The picture's even worse for silver buyers—and worse still for the people who snapped up oil futures. Silver peaked at $48.70 per ounce on April 28, 2011. By Obama's re-election it had plunged to $31. Today, an ounce of silver costs $15.7. A barrel of oil, which sold for $97 in November 2012, now sells for $59.

Anyone who invested in an index of stocks is doing far, far better than anyone who snapped up commodities and locked the bunker door. Since election day 2012, the S&P has risen from 1,428.39 to 2084. Let's say you sold all your gold at the August 2011 high and put it in the S&P 500 until election day. You would have turned that 7 percent loss on gold into a 20.5 percent gain. With silver that 40% loss would have turned into a 5 percent gain.

If precious metals don't seem like a bad idea yet, consider this. If you dropped a $10,000 bet on gold election day, you'd be left with $6,629 this Christmas. The same wager in silver would leave you with just $5,064. A $10,000 investment in the S&P 500 on November 6, 2012 on the other hand would leave you with $14,593 today.

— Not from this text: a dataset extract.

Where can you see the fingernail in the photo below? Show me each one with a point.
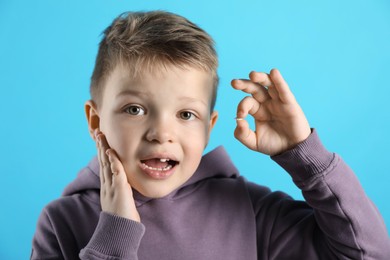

In the scheme of lifetime earnings and retirement, $10,000 can be a rounding error. So, let's say you took some bad advice to the extreme, cashed out and did the full Ron Paul with your future livelihood. Right as Americans were heading to the ballot boxes, their 401(k) accounts were reaching a new average all-time high of $75,900. Let's say you—average American—cash out, unleash your gold bug and plow it all into bullion. If your broker is still taking your calls, she'd tell you that your nest egg has deflated by a third to $50,315. Thought you'd be slick and invest in silver, congrats, you've lost $25,000. Bought into peak oil? That cost you 40 percent of your retirement savings. 

Nevertheless, some people hard-earned credibility are still flogging gold. And it's not as if the gold bugs were the only people who over-interpreted a couple of election results or news stories and thought traditional investments might collapse.